A mudança de nome da empresa ocorreu após a Operação Buraco Sem Fim, deflagrada em 12 de maio de 2026 pelo Ministério Público de Mato Grosso do Sul (MPMS), que revelou um esquema de corrupção nos contratos de tapa-buraco da Secretaria Municipal de Infraestrutura e Serviços Públicos (Sisep). A operação expôs que a empresa faturou entre 2018 e 2025 o montante de R$ 113.702.491,02.
Decisões Judiciais e Implicações
O juiz Waldir Peixoto Barbosa, da 5ª Vara Criminal de Campo Grande, proibiu a Construtora Rial de participar de licitações e contratos com o Poder Público. A decisão foi um pedido do Ministério Público Estadual (MPMS) e impede não apenas a empresa, mas também os réus envolvidos no esquema de participar de novas contratações ou renovações.

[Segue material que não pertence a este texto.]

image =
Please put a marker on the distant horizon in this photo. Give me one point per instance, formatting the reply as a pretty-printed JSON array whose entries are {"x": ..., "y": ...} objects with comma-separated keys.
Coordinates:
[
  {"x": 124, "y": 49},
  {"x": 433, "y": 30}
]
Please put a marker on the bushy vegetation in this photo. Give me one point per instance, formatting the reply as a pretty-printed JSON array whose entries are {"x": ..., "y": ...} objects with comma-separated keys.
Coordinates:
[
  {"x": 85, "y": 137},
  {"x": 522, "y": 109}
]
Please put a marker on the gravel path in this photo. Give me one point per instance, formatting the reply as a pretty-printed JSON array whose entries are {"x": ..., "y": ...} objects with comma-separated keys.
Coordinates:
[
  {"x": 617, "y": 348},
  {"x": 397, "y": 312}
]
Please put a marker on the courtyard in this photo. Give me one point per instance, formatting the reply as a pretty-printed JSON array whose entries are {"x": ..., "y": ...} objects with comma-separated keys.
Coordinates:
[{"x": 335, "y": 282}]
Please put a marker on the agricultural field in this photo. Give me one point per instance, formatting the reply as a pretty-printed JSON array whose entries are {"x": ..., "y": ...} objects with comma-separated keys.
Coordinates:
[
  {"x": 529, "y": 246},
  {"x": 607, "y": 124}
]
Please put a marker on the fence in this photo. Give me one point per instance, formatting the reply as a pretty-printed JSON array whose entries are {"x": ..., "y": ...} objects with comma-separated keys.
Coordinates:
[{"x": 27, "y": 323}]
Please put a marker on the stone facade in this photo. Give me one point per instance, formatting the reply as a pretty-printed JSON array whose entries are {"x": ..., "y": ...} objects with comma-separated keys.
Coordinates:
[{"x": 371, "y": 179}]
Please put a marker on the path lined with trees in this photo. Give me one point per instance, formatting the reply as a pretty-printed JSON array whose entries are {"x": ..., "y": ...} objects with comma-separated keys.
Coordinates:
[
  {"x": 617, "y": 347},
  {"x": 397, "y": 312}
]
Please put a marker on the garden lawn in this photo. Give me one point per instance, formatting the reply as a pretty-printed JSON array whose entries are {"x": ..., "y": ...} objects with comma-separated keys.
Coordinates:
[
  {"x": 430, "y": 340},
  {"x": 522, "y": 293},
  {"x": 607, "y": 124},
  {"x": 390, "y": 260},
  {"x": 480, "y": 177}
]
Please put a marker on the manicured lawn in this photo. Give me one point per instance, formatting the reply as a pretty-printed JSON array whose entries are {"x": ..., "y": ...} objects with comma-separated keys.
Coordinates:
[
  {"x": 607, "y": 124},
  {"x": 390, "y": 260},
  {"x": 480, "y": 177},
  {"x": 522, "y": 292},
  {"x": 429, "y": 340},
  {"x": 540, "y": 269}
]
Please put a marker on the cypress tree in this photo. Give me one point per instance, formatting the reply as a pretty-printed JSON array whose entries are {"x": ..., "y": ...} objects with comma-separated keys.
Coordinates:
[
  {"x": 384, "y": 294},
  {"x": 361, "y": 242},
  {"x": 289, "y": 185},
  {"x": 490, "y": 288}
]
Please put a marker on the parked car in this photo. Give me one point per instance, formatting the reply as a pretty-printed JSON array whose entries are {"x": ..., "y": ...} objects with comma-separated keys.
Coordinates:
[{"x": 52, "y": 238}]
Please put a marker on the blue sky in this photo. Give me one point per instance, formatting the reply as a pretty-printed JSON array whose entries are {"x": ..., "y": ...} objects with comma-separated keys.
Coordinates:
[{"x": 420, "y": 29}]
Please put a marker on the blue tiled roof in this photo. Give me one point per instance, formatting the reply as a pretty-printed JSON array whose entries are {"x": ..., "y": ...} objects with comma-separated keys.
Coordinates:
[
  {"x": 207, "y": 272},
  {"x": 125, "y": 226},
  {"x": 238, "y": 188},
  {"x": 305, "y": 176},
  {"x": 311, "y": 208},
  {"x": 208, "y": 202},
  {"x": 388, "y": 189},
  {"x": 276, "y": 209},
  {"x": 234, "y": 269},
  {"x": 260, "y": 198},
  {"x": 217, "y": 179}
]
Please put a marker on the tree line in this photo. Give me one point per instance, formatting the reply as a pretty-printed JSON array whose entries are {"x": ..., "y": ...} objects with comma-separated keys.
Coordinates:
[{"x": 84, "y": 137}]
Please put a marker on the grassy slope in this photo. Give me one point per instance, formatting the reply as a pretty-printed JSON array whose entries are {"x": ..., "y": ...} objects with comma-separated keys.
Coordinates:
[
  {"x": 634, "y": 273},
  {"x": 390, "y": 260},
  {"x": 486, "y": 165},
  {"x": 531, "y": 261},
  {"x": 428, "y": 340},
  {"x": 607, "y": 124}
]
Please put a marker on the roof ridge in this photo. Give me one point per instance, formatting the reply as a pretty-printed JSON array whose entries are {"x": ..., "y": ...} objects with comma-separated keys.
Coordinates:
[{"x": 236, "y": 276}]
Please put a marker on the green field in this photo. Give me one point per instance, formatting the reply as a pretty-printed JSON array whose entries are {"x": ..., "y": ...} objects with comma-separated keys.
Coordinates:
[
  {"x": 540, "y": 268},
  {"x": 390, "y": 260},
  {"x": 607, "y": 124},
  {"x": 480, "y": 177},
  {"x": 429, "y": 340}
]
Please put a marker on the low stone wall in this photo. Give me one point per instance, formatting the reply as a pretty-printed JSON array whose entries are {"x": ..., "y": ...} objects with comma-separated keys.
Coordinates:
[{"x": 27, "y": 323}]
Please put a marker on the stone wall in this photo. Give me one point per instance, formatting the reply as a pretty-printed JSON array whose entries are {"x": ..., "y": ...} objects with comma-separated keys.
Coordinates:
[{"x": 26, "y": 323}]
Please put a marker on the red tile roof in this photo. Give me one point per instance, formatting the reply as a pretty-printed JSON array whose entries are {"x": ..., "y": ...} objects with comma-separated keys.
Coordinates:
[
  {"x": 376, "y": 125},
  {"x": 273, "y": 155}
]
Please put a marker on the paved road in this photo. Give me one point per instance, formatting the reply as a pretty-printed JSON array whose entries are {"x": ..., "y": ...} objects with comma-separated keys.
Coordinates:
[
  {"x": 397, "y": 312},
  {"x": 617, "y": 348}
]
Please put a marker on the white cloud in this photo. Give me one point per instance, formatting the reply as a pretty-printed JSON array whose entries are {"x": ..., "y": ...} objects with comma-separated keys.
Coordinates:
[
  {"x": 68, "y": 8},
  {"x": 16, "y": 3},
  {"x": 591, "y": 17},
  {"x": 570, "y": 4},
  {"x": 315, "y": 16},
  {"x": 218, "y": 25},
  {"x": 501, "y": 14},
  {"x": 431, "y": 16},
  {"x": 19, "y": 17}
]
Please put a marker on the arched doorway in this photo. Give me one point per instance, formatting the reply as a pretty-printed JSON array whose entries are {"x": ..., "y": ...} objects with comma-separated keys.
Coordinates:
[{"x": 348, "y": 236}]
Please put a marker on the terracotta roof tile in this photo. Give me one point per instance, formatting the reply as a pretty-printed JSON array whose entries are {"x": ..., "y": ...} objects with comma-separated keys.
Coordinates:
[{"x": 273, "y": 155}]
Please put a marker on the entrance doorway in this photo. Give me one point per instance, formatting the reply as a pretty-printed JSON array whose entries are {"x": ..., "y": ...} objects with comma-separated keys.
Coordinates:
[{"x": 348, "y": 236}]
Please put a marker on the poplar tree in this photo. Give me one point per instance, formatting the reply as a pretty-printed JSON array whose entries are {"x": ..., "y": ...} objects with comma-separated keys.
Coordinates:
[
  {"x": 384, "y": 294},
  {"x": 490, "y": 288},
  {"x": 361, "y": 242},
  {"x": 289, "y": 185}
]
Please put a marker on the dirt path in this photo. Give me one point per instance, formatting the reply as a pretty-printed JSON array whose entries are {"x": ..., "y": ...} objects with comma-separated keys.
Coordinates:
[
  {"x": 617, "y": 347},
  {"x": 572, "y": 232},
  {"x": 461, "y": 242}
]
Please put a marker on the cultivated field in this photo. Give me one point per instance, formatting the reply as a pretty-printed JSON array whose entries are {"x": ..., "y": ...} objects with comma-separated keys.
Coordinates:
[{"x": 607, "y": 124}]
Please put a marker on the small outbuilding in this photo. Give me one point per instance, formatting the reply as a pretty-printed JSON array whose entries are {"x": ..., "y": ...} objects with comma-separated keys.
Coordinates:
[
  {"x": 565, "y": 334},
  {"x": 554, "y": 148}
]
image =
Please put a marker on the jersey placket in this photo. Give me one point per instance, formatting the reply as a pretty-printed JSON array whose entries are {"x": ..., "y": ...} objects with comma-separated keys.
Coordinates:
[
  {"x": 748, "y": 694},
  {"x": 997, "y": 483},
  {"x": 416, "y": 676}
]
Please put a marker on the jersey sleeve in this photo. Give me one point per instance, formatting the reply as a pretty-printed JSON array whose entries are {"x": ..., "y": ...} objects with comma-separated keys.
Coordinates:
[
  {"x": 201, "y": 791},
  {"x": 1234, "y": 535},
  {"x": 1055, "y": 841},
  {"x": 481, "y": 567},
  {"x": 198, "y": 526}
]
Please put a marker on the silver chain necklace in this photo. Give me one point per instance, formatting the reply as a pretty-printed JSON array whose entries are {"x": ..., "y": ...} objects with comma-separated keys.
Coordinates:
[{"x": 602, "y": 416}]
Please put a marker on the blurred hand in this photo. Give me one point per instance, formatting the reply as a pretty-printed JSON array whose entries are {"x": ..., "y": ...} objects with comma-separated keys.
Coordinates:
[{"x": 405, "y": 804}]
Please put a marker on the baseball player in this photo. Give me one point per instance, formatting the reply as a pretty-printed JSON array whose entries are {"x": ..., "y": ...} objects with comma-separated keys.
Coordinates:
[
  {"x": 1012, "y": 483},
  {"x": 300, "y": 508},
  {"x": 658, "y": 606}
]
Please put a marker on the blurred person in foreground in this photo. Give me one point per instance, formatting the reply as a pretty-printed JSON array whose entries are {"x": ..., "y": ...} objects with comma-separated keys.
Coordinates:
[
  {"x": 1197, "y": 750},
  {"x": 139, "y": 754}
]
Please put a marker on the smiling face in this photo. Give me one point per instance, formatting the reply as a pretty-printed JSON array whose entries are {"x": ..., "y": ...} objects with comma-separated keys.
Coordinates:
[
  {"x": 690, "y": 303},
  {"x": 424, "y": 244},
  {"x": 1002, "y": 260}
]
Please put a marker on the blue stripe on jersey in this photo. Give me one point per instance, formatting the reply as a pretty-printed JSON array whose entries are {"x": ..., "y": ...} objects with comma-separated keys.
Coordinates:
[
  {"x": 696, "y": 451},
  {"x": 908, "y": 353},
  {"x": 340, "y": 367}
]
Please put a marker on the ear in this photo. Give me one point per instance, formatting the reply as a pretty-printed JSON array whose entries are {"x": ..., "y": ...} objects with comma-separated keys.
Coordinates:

Durante a operação, foram cumpridos sete mandados de prisão e 10 mandados de busca e apreensão. Os promotores do Grupo Especial de Combate à Corrupção (Gecoc) encontraram R$ 429 mil em dinheiro em dois endereços e R$ 233 mil em outro local. Entre os presos estão figuras-chave do esquema, como Rudi Fiorese, ex-diretor da Agência Estadual de Gestão de Empreendimentos de Mato Grosso do Sul (Agesul), e outros ex-servidores.
Alterações Estruturais
O termo aditivo também alterou a razão social, endereço e representante legal da empresa. A nova razão social é Força Engenharia Ltda e o novo endereço é Rodovia MS-10, número 0, em Campo Grande-MS. Essas mudanças visam, segundo a empresa, uma reestruturação após o escândalo.
Opinião
A manutenção do contrato com a Força Engenharia levanta questões sobre a eficácia das medidas adotadas para combater a corrupção no setor público e a confiança da população nas instituições.